I'm currently working on reworking Professor Andrew Ng's "Machine Learning" course assignments from Coursera, and I got stuck in the Logistic Regression portion.

filename = 'data/ex2data1.txt'
data = np.loadtxt(filename, delimiter = ",", unpack = True)

# Data matrices
xtr = np.transpose(np.array(data[:-1]))
ytr = np.transpose(np.array(data[-1:]))

# Initial weights
W = tf.Variable(tf.zeros([2,1], dtype = tf.float64))

# Bias
b = tf.Variable(tf.zeros([1], dtype = tf.float64))

# Cost function
y_ = tf.nn.sigmoid(tf.matmul(xtr,W) + b)

cost = -tf.reduce_mean(ytr*tf.log(y_) + (1-ytr)*tf.log(1-y_))
optimize = tf.train.GradientDescentOptimizer(0.01).minimize(cost)

corr = tf.equal(tf.argmax(ytr,1), tf.argmax(y_,1))
acc = tf.reduce_mean(tf.cast(corr, tf.float64))

init = tf.initialize_all_variables()

with tf.Session() as sess:
    sess.run(init)
    print(sess.run(cost))
    for _ in range(3):
        sess.run(optimize)
        print(sess.run(cost))

This produces the answer:

0.69314718056
nan
nan
nan

The first result to the cost function is correct, but the next ones are supposed to be:

3.0133
1.5207
0.7336

and instead I get a bunch of NaN's. I've tried lower learning rates, all to no avail. What am I doing wrong? And is it possible to reproduce this assignment in TensorFlow?

PS: Other python solutions seem to be using scipy.optimize but I have no idea how I would use that with TensorFlow values, and I would like to use only TensorFlow if at all possible.

EDIT: I've also tried putting bias as tf.ones instead of tf.zeros, but it also didn't work.

回答1:

Your logarithm isn't sanitizing the input. It might very well happen that you have negative input values that quickly NaN any floating number arithmetic.

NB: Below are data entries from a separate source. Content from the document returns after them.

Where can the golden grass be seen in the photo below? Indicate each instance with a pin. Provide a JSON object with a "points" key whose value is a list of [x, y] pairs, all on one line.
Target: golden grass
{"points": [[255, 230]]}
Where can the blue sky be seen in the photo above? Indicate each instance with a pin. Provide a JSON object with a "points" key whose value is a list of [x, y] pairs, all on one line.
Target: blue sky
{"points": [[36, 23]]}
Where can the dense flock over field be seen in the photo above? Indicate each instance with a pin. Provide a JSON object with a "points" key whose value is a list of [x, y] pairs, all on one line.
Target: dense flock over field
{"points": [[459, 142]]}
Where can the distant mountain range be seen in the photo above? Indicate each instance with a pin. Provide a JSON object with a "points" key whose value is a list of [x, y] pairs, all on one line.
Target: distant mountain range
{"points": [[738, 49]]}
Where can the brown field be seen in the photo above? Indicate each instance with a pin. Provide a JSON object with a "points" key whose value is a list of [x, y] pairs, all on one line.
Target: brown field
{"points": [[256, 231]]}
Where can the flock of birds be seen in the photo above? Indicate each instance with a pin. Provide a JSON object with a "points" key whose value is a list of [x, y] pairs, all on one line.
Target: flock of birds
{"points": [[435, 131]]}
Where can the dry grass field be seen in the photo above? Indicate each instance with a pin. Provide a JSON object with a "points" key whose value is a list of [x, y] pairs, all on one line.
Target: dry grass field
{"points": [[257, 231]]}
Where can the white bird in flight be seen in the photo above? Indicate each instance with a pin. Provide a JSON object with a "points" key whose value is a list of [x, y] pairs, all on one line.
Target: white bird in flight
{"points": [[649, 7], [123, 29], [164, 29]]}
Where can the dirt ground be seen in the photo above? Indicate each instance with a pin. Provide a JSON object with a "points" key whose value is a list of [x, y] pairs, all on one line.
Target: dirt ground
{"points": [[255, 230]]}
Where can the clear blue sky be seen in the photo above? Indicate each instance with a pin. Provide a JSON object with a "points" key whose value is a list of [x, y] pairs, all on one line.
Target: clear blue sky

What I did in Java code that makes heavy use of logs in similar domain:

  • Check for NaN or Infinity and assume output as zero
  • If negative input, clip the output to some static number eg. log(1e-5) ~= -11.51
  • otherwise just take the log

In Java that code looks like this, shouldn't be difficult to translate to tf:

public static double guardedLogarithm(double input) {
    if (Double.isNaN(input) || Double.isInfinite(input)) {
      return 0d;
    } else if (input <= 0d || input <= -0d) {
      // assume a quite low value of log(1e-5) ~= -11.51
      return -10d;
    } else {
      return FastMath.log(input);
    }
  }